Kalaupun dapat diterima — untuk tidak mendiskusikan lebih panjang bahwa asal kejadian Hawa dari tulang rusuk Adam — maka harus diakui bahwa ini hanya terbatas pada Hawa saja, karena anak cucu mereka, baik perempuan maupun lelaki, berasal dari perpaduan sperma dengan ovum perempuan.

Sebagian kamu adalah bagian dari sebagian yang lain.”

Demikian penegasan al-Quran surah Ali Imran/3:195, yang berarti sebagian kamu (laki-laki) berasal dari pertemuan ovum perempuan dan sperma laki-laki dan sebagian yang lain (yakni perempuan) demikian juga halnya. Karena itu ditegaskan-Nya: “Allah tidak menyia-nyiakan amal orang-orang yang beramal di antara kamu, baik laki-laki maupun perempuan. (QS. al-Baqarah/2:159).

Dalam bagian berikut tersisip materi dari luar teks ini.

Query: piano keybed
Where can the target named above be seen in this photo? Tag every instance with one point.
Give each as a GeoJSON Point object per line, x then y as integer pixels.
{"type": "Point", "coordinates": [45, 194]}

Perbedaan Perempuan dengan Laki-laki

Adanya perbedaan antara perempuan dan laki-laki tidak dapat disangkal, itulah kodrat masing-masing. Perbedaan tersebut paling tidak dari segi biologis. Al-Quran mengingatkan:

Janganlah kamu iri hati terhadap keistimewaan yang dianugerahkan Allah terhadap sebagian kamu atas sebagian yang lain. Laki-laki mempunyai hak atas apa yang diusahakannya dan perempuan juga mempunyai hak atas apa yang diusahakannya.” (QS. al-Nisa/4:32)

Ayat di atas mengisyaratkan perbedaan, dan bahwa masing-masing memiliki keistimewaan. Walaupun demikian, ayat ini tidak menjelaskan apa keistimewaan dan perbedaan itu. Namun dapat dipastikan bahwa perbedaan yang ada tentu mengakibatkan perbedaan fungsi utama yang harus mereka masing-masing emban. Oleh karena itu, atas dasar fungsi yang harus diemban.

Di sisi lain dapat pula dipastikan tiada perbedaan dalam tingkat kecerdasan dan kemampuan berpikir antara kedua jenis kelamin itu. Al-Quran Ulul al-Bab, yaitu yang berzikir dan memikirkan tentang kejadian langit dan bumi, zikir dan pikir yang dapat mengantar manusia mengetahui rahasia-rahasia alam raya. Ulul al-Bab tidak terbatas pada kaum laki-laki saja, tetapi juga kaum perempuan, karena setelah al-Quran menguraikan tentang sifat-sifat Ulul al-Bab ditegaskannya bahwa: “Maka Tuhan mereka mengabulkan permintaan mereka dengan berfirman: ‘Sesungguhnya Aku tidak akan menyia-nyiakan amal orang yang beramal di antara kamu, baik lelaki maupun perempuan.” (QS. Ali Imran/3:195)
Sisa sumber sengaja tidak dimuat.